Support Questions
Find answers, ask questions, and share your expertise
Announcements
Alert: Welcome to the Unified Cloudera Community. Former HCC members be sure to read and learn how to activate your account here.

upgrade spark from 1.2 to 1.3

upgrade spark from 1.2 to 1.3

I am using the latest version of CDH 5.3.2 with Spark 1.2. Apache came out with 1.3 today. I would like to upgrade my spark. Does anybody have any suggestion on how I could do it?

 

Thank You

13 REPLIES 13

Re: upgrade spark from 1.2 to 1.3

Master Collaborator

If you're using Spark on YARN, you don't really need to upgrade anything, since Spark is just another app that runs on YARN. You can run Spark 1.3.0 regardless of what is installed on the cluster. Just get a distribution onto one of the machines and invoke scripts/binaries from the 1.3.0 distribution.

 

CDH 5.4 is coming pretty soon and has 1.3.0, too.

Re: upgrade spark from 1.2 to 1.3

New Contributor

Hi Sowen,

 

I am still doing POC on a product and I am trying to do benchmarks for time to execution based upon a custom build of Spark. I can execute as a Yarn app as you had mentioned.

 

Can you tell me what performance benefits I may be giving up by not attempting to properly install this custom Spark build on the cluster and simply using YARN instead?

 

Thanks!

Stunos

Re: upgrade spark from 1.2 to 1.3

Rising Star

Just to clarify!

Installing Spark 1.3 will be another 'service' presented to CM.
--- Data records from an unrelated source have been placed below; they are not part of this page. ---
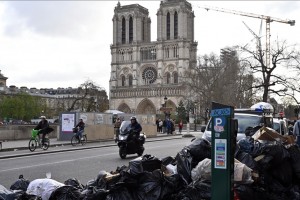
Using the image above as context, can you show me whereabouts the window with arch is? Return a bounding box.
[142,17,145,41]
[121,75,126,86]
[166,72,171,84]
[122,17,126,44]
[128,74,133,86]
[129,17,133,43]
[167,12,171,40]
[173,72,178,84]
[174,12,178,39]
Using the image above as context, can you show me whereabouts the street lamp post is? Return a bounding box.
[164,96,168,119]
[194,101,198,131]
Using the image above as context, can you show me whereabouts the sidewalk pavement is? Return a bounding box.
[0,130,202,151]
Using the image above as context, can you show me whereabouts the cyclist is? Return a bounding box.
[114,117,122,142]
[75,118,85,140]
[34,116,49,146]
[128,117,142,145]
In other words when I launch CM GUI there will be 2 Spark 'services', one for ver 1.2 and another for ver 1.3

As far as the command line, I have to source the proper environment in order to run the respective Spark Shell.

Is that correct?

 

Thank you.

Highlighted

Re: upgrade spark from 1.2 to 1.3

Master Collaborator

I don't think there's any performance difference. The main difference is simply that the custom build isn't supported or necessarily using the config established by CM. No, it does not become another service in CM. The CM service "Spark" is for standalone mode (not YARN), and the History server.

Re: upgrade spark from 1.2 to 1.3

Rising Star

Thank you for your reply!

1) If Spark 1.3 is not presented as a new service into CM, then the 'Spark Service' within CM will be which version??

2) Should BOTH Spark 1.2 & Spark 1.3 co-exist at the OS-level? Then you source the appropriate env??

3) Since you mentioned YARN's JobHistory Server.

    A Spark job runs into the HDFS directory /tmp/logs/<user-id>/logs/ but it does NOT write out to /user/history/done & /user/history/done_intermediate folders!!!

    Is this because the Spark job runs in Standalone Mode and not in YARN??

 

Thank you!

 

Re: upgrade spark from 1.2 to 1.3

Master Collaborator

I'm not sure what you mean. You are talking about running some custom build of Spark 1.3. You're on your own there. It has no relation to CM of course. CDH ships Spark 1.3. You should use that unless you have a reason not to. CDH itself has only one version of Spark "installed" and you should not modify it. This is presented in CM. I'm not sure what you mean about the logs. You can run Spark standalone or YARN mode. It doesn't make you run one or the other.

Re: upgrade spark from 1.2 to 1.3

New Contributor
I'm the one with the custom build and I am satisfied already.
I think TS can get fully supported Spark 1.3 just by upgrading CDH.

Re: upgrade spark from 1.2 to 1.3

Master Collaborator

Oh, didn't even notice that. TS you should start a new thread to avoid confusion.

Re: upgrade spark from 1.2 to 1.3

Rising Star

Thank you again!

Maybe I didn't make myself clear!

I have currently installed Spark 1.2, it came with CDH 5.3.1.

It also exists a Spark Service within CM (this service relates back to Spark 1.2).

Now, I am in need to install Spark 1.3.

Do I remove/uninstall Spark 1.2 and install Spark 1.3???

---

As far as JobHistory logs.

When I launch a Spark job, logs being created into /tmp/logs/<user-id>/logs but NOT in /user/history/ folders!

Then, when I launch the JobHistory portal (http://<YARN-JobHistory-Server>:19888/jobhuistory) it shows no jobs!!!

Is there a daemon that copies the logs from the /tmp/logs/<user-id>/logs fodler to the /user/history/done & /user/history/done_intermediate ones?